Release Date: March 10th, 2022 (PS5, PS4)
Developer: Improx Games
Publisher: Improx Games
Availability: PSN, Microsoft Store, Nintendo eShop, Steam
Despite being a puzzle game at its core, there is a story for players to uncover. You assume the role of the titular Last Cube, a sentient cube and the last of its kind. You are tasked with completing a series of puzzles within the centre of the cube planet. The planet has suffered untold apocalyptic calamities and the puzzles are designed to prepare you to become the saviour of this world. The story is a little out there but the collectible relics in each level reveal extra lore that is often humorously written. Similar to Blow’s island-based puzzler, the story is an inobtrusive framing device for the fiendishly clever puzzles that make up the entirety of The Last Cube’s gameplay.
As a sentient cube you can move throughout each level by rolling around on your six faces. Each cube face has the ability to pick up stickers that imbue the cube with a special ability. Yellow stickers grant the power to dash forward, blue stickers allow you to swivel your cube on its central axis, red stickers allow you to create temporary staircases to cross gaps safely and so on. You’ll need to use these abilities, sometimes in combination with each other, to reach the exit of each level.

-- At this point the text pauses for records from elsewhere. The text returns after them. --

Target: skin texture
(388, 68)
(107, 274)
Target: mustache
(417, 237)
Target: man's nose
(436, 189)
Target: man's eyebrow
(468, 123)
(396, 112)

The sticker system is a brilliant innovation that provides some perplexing moments. Just like The Witness, puzzle mechanics are introduced to you slowly and you’ll gradually master each skill by using them over time. The design of each level means you’ll face tougher and more thought-provoking puzzles as you progress. Eventually, you’ll be required to use your stickered faces to manipulate lasers, clone your cube to access previously inaccessible areas or teleport yourself over hazardous ravines.
There were times that I felt genuinely stuck without a way forward, only to experience a eureka moment hours later when my console wasn’t even turned on. These passive revelations saw me excitedly stop what I was doing and rush back to the PS5 to test my theory. The euphoria upon finally solving a puzzle that’s been rattling around in your brain for hours is truly wonderful.

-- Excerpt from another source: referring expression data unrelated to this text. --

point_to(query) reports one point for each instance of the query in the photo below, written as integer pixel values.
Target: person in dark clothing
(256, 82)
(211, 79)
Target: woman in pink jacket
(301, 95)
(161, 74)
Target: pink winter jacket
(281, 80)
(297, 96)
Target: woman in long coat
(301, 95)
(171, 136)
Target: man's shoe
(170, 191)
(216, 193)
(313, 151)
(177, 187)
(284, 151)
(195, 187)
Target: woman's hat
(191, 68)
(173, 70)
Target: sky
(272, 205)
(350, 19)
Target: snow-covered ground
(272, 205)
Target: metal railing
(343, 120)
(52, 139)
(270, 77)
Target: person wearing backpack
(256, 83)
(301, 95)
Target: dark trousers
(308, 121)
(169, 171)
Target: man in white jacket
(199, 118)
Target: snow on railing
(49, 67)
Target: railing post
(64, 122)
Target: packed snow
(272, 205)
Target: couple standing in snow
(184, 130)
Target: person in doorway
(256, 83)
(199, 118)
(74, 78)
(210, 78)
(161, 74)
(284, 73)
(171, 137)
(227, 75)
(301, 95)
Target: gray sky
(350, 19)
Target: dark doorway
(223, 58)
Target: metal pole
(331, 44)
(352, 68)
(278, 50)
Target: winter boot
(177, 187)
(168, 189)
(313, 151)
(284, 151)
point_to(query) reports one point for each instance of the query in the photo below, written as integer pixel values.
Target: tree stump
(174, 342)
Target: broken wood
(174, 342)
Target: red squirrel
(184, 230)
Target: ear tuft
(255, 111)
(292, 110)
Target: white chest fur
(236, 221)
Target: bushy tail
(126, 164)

The world of The Last Cube is divided into themed level sets accessed through a central hub area. Themes range from desolate alien landscapes to jungles and snowy biomes. Each theme is well realised although the visuals aren’t anything to write home about. Minor screen tearing occurs throughout the game although it was infrequent enough during my playthrough that it failed to dampen my enjoyment.
My biggest criticism of The Last Cube is actually how dark some of the levels are. At the default brightness setting, certain levels are almost impossible to see with crucial parts of their geometry being hidden in shadows. The problem is so severe that I had to increase the default brightness to 300% to see what I was doing.

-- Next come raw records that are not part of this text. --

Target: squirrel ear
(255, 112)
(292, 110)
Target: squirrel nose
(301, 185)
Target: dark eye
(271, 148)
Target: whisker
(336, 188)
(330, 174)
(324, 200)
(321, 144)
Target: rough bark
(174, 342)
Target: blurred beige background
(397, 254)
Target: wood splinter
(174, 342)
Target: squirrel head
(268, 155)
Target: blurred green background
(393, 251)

In a similar vein to The Witness, the puzzles themselves are the real star of the show here and there are plenty of them with over 100 puzzles in the campaign. Completing each of the story levels is just the beginning as extra objectives, such as completing levels against the clock or restricting the number of stickers that can be used, ramp up the difficulty and provide excellent replay value. Even harder bonus levels can also be unlocked by collecting hidden relics within the story levels. Reaching these relics often require additional puzzles to be solved and all of them left me feeling like a genius afterwards.
Review Disclaimer: This review was carried out using a copy of the game provided by the publisher. For more information, please read our Review Policy.
Primary version tested: PS5.
Summary - FantasticSummary - Fantastic
- Exceptionally clever sticker system.
- Added replay value courtesy of collectibles and unlockable challenges in each level.
- Eureka moments makes you feel like an actual genius.
- Overly dark environments that obscure some puzzles.
- Minor performance issues with screen tearing throughout.
- Weak story despite some humorous lore.